It is a difficult assignment. Biden himself had an assignment like this in the Obama administration and had hard time making progress with it. So she's taking on a very difficult assignment. But it is an important one and it is also is the first foreign policy assignment, diplomatic assignment that she's received as vice president. So yes, it is a big moment for her.

LEMON: David, John, thank you very much. I appreciate your time.

The White House says that there is an ongoing process on executive actions on guns. Does President Joe Biden need to use his executive power now? Let's discuss now. Legendary news man Dan Rather is here. Dan, always a pleasure. Good to see you. Thanks for appearing in the program. Here we go again. This is a uniquely American situation. Another mass shooting. Are we doomed to repeat this over and over and over?

DAN RATHER, HOST AXS TV'S THE BIG INTERVIEW (on camera): Well, first of all, Don, thanks for having me on. By the way congratulations on your new book. In answer to your question, look, sooner or later, and I'm convinced it will come someday. But sooner or later, common sense has got to start prevailing. But there is no sign it will at the moment.

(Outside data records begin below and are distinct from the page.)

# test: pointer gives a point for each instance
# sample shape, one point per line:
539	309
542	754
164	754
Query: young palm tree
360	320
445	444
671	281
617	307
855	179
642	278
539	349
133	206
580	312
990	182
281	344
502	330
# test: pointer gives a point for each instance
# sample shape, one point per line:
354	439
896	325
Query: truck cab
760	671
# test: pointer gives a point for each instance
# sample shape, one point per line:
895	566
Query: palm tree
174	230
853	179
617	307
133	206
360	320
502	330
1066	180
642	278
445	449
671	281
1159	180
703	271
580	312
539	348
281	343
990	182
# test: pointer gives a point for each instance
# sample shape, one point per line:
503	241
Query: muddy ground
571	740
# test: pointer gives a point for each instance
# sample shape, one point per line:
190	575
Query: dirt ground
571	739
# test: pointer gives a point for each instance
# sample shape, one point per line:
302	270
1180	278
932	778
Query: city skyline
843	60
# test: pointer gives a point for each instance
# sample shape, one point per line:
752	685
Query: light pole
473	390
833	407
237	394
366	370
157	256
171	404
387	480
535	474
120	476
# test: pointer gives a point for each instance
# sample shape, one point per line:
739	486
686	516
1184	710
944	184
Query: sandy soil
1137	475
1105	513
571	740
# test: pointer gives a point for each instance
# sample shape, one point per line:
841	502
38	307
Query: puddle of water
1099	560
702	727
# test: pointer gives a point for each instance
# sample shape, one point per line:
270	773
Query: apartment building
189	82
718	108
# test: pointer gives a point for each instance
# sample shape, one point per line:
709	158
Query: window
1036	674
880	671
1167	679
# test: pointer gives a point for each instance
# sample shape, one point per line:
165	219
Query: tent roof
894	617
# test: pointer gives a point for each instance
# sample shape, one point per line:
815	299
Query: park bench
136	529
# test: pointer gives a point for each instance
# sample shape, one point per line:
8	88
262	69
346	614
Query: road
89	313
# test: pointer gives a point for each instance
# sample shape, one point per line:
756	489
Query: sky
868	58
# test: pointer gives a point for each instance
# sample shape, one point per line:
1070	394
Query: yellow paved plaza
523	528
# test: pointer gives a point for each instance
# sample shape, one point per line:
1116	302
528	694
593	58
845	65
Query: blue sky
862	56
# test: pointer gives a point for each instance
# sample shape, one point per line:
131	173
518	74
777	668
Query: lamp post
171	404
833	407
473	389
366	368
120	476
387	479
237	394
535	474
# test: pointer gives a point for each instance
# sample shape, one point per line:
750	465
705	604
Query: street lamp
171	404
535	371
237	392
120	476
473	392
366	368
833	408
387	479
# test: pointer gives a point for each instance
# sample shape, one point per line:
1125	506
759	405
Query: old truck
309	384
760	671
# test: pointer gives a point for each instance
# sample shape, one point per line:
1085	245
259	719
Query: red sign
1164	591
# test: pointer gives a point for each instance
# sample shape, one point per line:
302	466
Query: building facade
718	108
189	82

We have to understand that what is happening right now with the gun violence crisis is similar to what's happening in some of the other crises we are having, including the pandemic. And that is that any number of the politicians are playing a divisive game. They want to keep the country divided on certain issues.

And for example, the Federal, National Republican leadership with its NRA allies has continually and continues to stoke animosities and grievances as a way of holding on to and wield power. And what is note that a lot of Democrats fall in line right behind them. Now everybody knows it's no secret that a lot of this has to do with sheer money. There's a lot of money being made in the sale of guns and ammunitions.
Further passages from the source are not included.